More than 100 people debated the merits of adding toll lanes to Interstates 95 and 395 at a public hearing in Woodbridge last night, the public's first opportunity to address the idea.

Two private groups have proposed building high-occupancy toll, or HOT, lanes from the 14th Street bridge to the Fredericksburg area. The plans have won praise from state officials, who are eager to ease the corridor's mounting traffic, but they have drawn considerable opposition from many highway users.

"As much as I'd like to support these proposals, I'm afraid neither is ready for prime time," said David G. Brickley, a former Democratic state legislator from Prince William County.

Brickley said that drivers "shouldn't be penalized again." They shouldn't be "paying for lanes that they've already paid for" through taxes, he said.

Many at the hearing spoke in favor of the proposals, saying they were the only hope to relieve traffic congestion.

"We need more asphalt, and we need more lane miles," said John E. Walvius of Manassas.

The proposals would convert carpool, or high-occupancy vehicle, lanes into HOT lanes, while also widening and extending them.

HOT lanes are free to carpools of three or more, and others pay for the privilege of using them. Tolls rise and fall with traffic, a market manipulation that operators say allows them to virtually guarantee that the lanes won't clog.

Many drivers object to the idea of paying to use the lanes 24 hours a day, seven days a week. As it stands, the lanes are open to all drivers except during weekday rushes, when they are limited to carpoolers. The result, they say, is that even more people will crowd into the regular lanes.

The heaviest opposition has come from slugs, a group of tens of thousands of carpoolers along the I-95 corridor who are afraid that a fee-based highway would end their practice, because drivers might rather pay to use the lanes than pick them up.

Aside from cramping their commuting style, many slugs worry that a reduction in carpooling would further pollute the air.

Carpoolers also are skeptical of promises that they always will be allowed to ride free. Similar promises were made on a toll road in California, where carpoolers now are charged a reduced fee during peak hours.

Last night's hearing came after a briefing on the private proposals.

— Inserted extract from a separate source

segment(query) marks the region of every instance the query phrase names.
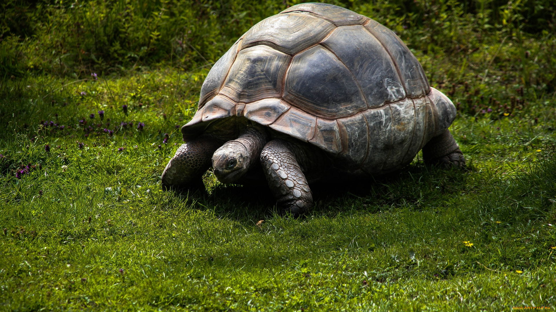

The plans, each of which would cost the companies about $900 million, envision adding a third lane to HOV lanes in the northern parts of the highway; extending those lanes south to the Fredericksburg area; adding commuter parking lots; and augmenting bus service.

A panel of transportation experts is considering the proposals jointly. It will make a recommendation this year on whether the state should proceed with either plan. The commissioner of the Virginia Department of Transportation will make the final decision.

Leaders across the Washington region have embraced HOT lanes as a solution to growing traffic problems and shrinking amounts of money to fix them. Virginia officials are moving forward with plans to build HOT lanes on the Capital Beltway, and Maryland officials are exploring a similar concept on the Beltway, Interstate 270, the Baltimore Beltway and I-95 north of Baltimore.

Public reaction to the concept had been mostly supportive -- until the I-95/395 proposal was put forward.

When Virginia officials announced plans to put HOT lanes on the Beltway, there was barely a blip of opposition. Those could be operational as soon as 2010.

The concept has won support from some environmental groups who normally are loath to back any major highway project.

Environmental Defense gave the Beltway and I-95/395 projects its qualified support yesterday, praising rapid bus service, which is included in the plans. But the organization also warned against allowing the state to use HOT lanes to finance other roads that could induce more suburban sprawl.